Siècle des Lumières
L'ouvrage qui ouvre l'espace intellectuel du XVIIIème siècle dans son rapport à la religion est la Théodicée de Leibniz, paru en 1710. Voltaire ne s'y était pas trompé, puisqu'il tente à sa manière de le neutraliser à travers le récit des aventures imaginaires de son Candide. Mais, en réalité, si Voltaire s'oppose à Leibniz sur la solution, il partage avec lui la position du problème. Dieu se trouve convoqué devant le Tribunal de la raison humaine pour se justifier de l'existence du mal. Peu importe que l'accusé soit disculpé ou reconnu coupable, l'audace inaugurale réside bien dans la mise en accusation de Dieu. Ainsi le XVIIIème siècle, qui commence avec le procès de Dieu, culminera dans le procès du roi.

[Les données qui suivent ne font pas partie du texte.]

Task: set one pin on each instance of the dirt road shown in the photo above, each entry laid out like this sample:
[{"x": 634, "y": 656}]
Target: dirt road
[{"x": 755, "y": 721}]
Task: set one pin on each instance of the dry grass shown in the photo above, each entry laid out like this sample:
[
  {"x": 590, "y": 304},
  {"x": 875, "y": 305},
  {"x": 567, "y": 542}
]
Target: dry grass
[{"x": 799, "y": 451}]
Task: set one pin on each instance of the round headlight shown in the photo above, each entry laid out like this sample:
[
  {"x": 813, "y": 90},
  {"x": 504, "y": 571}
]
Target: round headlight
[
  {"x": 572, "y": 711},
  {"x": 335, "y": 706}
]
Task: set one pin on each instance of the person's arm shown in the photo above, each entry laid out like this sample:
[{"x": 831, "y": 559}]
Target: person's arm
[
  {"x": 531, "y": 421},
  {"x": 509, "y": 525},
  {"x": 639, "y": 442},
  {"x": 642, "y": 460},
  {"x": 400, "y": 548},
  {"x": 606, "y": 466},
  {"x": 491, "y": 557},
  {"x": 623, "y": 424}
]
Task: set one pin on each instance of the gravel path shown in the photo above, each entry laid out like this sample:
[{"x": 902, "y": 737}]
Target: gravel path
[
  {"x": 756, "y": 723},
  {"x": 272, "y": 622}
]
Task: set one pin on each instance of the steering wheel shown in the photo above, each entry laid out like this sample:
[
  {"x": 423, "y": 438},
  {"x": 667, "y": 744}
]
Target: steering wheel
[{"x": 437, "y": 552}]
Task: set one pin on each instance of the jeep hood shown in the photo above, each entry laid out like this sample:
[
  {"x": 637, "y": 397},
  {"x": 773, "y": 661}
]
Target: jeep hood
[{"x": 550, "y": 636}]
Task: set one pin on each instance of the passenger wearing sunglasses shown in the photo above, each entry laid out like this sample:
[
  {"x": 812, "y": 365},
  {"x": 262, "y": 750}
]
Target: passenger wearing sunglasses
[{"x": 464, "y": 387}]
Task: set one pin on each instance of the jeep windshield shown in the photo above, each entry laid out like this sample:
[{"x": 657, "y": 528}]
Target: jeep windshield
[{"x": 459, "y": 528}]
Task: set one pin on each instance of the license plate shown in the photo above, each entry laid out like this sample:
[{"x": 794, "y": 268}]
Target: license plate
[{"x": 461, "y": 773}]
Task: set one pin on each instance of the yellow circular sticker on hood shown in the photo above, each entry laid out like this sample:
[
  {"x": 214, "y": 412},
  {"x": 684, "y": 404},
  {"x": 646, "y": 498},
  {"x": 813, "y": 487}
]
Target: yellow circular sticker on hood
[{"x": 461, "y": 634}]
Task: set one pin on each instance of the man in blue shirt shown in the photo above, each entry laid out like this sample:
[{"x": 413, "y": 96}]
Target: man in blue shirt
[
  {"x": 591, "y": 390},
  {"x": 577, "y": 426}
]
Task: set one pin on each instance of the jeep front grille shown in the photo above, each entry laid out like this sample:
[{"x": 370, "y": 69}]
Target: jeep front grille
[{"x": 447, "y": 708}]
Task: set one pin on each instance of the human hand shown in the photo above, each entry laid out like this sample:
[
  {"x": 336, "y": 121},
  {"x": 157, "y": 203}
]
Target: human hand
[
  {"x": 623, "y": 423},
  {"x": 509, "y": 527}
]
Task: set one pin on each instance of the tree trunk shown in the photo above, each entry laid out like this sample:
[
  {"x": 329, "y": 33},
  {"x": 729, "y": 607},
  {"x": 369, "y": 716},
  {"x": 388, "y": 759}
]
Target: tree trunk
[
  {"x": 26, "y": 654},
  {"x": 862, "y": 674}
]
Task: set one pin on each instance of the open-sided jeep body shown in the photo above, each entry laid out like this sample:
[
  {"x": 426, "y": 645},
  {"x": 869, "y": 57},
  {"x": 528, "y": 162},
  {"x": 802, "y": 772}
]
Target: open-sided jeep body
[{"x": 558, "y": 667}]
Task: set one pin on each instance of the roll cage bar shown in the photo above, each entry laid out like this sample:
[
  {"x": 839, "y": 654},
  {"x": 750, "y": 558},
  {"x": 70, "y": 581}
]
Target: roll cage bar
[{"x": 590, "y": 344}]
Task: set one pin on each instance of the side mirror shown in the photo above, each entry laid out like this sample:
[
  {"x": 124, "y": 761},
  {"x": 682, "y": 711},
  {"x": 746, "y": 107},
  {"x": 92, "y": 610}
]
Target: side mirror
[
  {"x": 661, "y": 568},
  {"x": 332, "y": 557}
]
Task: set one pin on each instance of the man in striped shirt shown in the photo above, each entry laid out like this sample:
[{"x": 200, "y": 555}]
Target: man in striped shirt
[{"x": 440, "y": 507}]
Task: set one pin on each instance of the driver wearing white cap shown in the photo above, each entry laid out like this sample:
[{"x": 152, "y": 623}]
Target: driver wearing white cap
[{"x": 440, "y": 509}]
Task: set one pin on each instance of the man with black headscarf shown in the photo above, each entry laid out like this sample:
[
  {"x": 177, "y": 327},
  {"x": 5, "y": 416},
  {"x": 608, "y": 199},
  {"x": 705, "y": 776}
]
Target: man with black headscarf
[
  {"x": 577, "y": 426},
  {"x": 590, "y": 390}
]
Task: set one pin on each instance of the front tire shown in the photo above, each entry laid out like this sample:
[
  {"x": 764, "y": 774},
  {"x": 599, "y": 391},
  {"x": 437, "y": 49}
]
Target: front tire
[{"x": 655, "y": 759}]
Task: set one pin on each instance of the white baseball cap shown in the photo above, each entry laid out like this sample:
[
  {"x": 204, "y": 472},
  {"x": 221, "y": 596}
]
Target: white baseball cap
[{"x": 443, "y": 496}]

Dans les deux cas, il s'agit d'un procès politique et moral. Le roi se trouve accusé d'avoir trahi la Révolution qu'il avait en apparence acceptée. Dieu se trouve accusé d'avoir mal gouverné le monde en autorisant le mal, alors que sa toute-puissance et sa sagesse auraient dû permettre de le rendre inutile et inexistant. La question du mal, à l'aube du XVIIIème siècle, au lieu d'interroger prioritairement l'homme, se retourne contre Dieu, qui est désigné, sinon comme son auteur, du moins comme son complice.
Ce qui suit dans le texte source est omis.